Canada’s Immigration Minister, Marc Miller, has announced a strategic plan to reduce the proportion of temporary residents in the country from 6.2% to 5% over the next few years. This decision comes in response to concerns over Canada’s ability to provide housing and essential services, such as primary health care, to the rapidly growing population driven by temporary residents.

Setting Targets for Temporary Residents

Starting this fall, Canada will publish targets for the number of temporary residents it aims to welcome. The country currently hosts almost 2.5 million temporary residents, including asylum seekers, refugees, international students, and people on work permits.

Improving Planning and Providing Pathways to Permanent Residency

Minister Miller emphasized the need for better planning and announced plans to increase the number of draws to provide temporary residents with a route to permanent residency. He also highlighted the importance of discussions with provinces to address the availability of accommodation for workers. Needless to say, experts have voiced these concerns to the government for years, and it now seems that shifting political winds are motivating the government to react.

Reducing the Proportion of Temporary Foreign Workers

Employment Minister Randy Boissonnault announced plans to reduce the proportion of temporary foreign workers that businesses can hire from 30% to 20%, except in certain sectors such as agriculture. He urged employers to make greater efforts to hire from the existing pool of talent in the country, including Canadians and refugees, before applying to hire a foreign worker. Forcing Canadian employers to consider asylum seekers for skilled job positions will prove challenging. Although it’s an altruistic thought, barriers such as limited English proficiency can stop employers from hiring them. I expect Canadian businesses will push back against the new requirement to consider refugee claimants for advertised LMIA job positions.

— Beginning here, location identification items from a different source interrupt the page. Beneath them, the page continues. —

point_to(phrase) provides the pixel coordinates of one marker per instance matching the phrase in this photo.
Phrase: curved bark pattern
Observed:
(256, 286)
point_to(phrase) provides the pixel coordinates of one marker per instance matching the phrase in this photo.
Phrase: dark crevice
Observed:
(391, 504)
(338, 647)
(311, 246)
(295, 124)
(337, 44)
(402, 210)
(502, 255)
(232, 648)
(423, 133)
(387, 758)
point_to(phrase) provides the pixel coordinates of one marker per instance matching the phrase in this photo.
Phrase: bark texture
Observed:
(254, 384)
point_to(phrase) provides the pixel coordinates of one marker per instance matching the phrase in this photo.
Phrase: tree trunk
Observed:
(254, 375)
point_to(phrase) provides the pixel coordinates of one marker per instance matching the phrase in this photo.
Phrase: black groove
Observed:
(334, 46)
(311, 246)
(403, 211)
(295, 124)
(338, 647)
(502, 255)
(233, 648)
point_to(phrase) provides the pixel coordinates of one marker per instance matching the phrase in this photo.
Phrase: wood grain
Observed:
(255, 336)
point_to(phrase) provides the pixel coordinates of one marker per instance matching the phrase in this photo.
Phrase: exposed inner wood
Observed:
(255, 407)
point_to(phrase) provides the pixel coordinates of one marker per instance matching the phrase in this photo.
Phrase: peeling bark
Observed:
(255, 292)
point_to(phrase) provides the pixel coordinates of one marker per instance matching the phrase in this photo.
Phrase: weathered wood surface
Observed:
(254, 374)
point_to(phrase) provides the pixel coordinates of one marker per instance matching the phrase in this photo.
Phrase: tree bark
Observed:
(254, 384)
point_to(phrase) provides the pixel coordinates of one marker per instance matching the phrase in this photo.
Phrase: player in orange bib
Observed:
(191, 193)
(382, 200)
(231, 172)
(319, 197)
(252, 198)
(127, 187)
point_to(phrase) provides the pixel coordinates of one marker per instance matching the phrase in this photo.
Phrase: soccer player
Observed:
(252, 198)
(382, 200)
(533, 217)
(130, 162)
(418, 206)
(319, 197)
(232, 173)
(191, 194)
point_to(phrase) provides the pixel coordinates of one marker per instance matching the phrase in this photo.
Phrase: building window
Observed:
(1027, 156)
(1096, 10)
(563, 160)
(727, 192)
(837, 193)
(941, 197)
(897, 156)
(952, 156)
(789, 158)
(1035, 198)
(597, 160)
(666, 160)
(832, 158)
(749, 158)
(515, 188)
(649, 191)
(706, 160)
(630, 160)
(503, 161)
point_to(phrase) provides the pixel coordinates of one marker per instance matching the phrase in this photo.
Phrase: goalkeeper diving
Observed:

Balancing Economic Growth with Sustainable Immigration

Canada’s population has been growing more quickly than other G7 countries, with migration accounting for most of the increase. While high immigration has been touted as an economic stimulant to counter an aging society and fill jobs, the government has finally recognized the need to balance this with the availability of services and housing. Minister Miller will announce further details in the fall.